EuRic schlägt dazu unter anderem eine geringere Umsatzsteuer für Produkte aus Recyclingmaterial vor, möchte gesichert sehen, dass die Öko-Modulation der Gebühren in Systemen zur Erweiterten Produzenten-Verantwortlichkeit den am ehesten zirkulären Produkten zugutekommt und effektiv recycelten Inhalt belohnt, und erwartet eine Garantie dafür, dass diese Systeme zur Erweiterten Produzenten-Verantwortlichkeit im Handelsbereich nicht mit Abfallwirtschafts- und Recycling-Unternehmen konkurrieren können.

Abfallende-Kriterien schneller annehmen
Die vierte Priorität liegt auf dem Wechsel von einer linearen zur zirkulären Rechtsprechung, um Barrieren bei zirkulären Wertschöpfungsketten wegzuräumen. Die EU-Gesetzgebung hat eine Schlüsselrolle beim Erreichen eines internationalen Marktes für Güter gespielt, gerät aber ins Hintertreffen beim Begünstigen zirkulärer Wertschöpfungsketten. Die Diskrepanz zwischen Abfall als praktischer Ressource mit breitem Anwendungsbereich und der restriktiven juristischen Definition ist ein deutliches Beispiel. EuRIC tritt daher für eine schnellere Annahme europaweiter Abfallende-Kriterien ein: Der neue Kreislauf-Aktionsplan hat richtig anerkannt, dass diese Kriterien essenziell sind, um einen gut funktionierenden EU-Markt für Sekundärrohstoffe zu schaffen.

Beschleunigung ist wichtig
Das derzeitige Verfahren, das extrem ressourcen-aufwändig für Kommission und Interessenvertreter ist, behindert die Entwicklung notwendiger Kriterien im großen Stil, um Recycling anzukurbeln.
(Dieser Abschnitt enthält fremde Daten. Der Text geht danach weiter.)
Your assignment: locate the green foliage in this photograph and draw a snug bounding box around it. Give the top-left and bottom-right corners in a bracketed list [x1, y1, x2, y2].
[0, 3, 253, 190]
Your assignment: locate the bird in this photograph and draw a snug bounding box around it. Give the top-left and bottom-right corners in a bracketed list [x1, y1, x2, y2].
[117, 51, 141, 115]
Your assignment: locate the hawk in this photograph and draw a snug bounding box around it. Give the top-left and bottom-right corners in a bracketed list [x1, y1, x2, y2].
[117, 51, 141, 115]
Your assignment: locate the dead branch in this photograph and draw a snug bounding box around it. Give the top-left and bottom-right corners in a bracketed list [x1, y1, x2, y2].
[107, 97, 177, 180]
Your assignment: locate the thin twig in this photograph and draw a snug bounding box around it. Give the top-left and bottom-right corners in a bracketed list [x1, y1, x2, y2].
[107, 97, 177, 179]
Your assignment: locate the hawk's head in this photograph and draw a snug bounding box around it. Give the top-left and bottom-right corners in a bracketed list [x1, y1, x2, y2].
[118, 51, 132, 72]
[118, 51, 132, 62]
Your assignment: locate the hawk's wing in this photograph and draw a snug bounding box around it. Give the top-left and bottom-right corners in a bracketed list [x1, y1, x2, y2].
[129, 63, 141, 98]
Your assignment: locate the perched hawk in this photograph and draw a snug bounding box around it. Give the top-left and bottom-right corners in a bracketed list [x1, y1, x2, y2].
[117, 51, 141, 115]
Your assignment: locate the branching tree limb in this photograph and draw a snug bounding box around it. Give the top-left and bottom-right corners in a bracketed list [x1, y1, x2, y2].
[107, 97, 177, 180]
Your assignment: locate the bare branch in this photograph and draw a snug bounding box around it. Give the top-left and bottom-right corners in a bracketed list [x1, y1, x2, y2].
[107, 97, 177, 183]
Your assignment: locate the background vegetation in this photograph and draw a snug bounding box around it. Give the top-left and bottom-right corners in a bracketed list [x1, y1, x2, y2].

Wenn die Wertschöpfungskette den allgemeinen Kriterien entspricht oder wenn verschiedene Mitgliedstaaten bereits Abfallende-Kriterien zugestimmt haben, die auf ähnlichen Kriterien oder Standards aufbauen, ist Beschleunigung wichtig. Hier ist zu denken an verzögerungsarme Verfahren und harmonisierte digitale Abfallverbringungs-Prozesse: Sie werden grenzüberschreitende Abfalltransporte zu Rückgewinnungszwecken beschleunigen, die Rückverfolgbarkeit verbessern, die Geschäftsvertraulichkeit schützen und illegale Verbringungen bekämpfen.

In Abwesenheit einer EU-weiten Abfallende-Kennzeichnung ist es wesentlich, dass sichergestellt wird, dass nationale Festlegungen für unbelastete Abfälle, die den Kriterien des Artikels 6 der Abfallrahmenrichtlinie entsprechen, wechselseitig anerkannt werden.

Das Strategiepapier steht unter euric.org/images/Position-papers/EuRIC_Priorities_2024-2029.pdf zum Download bereit.

(Erschienen im EU-Recycling Magazin 02/2024, Seite 6, Foto: Summit Art Creations / stock.adobe.com)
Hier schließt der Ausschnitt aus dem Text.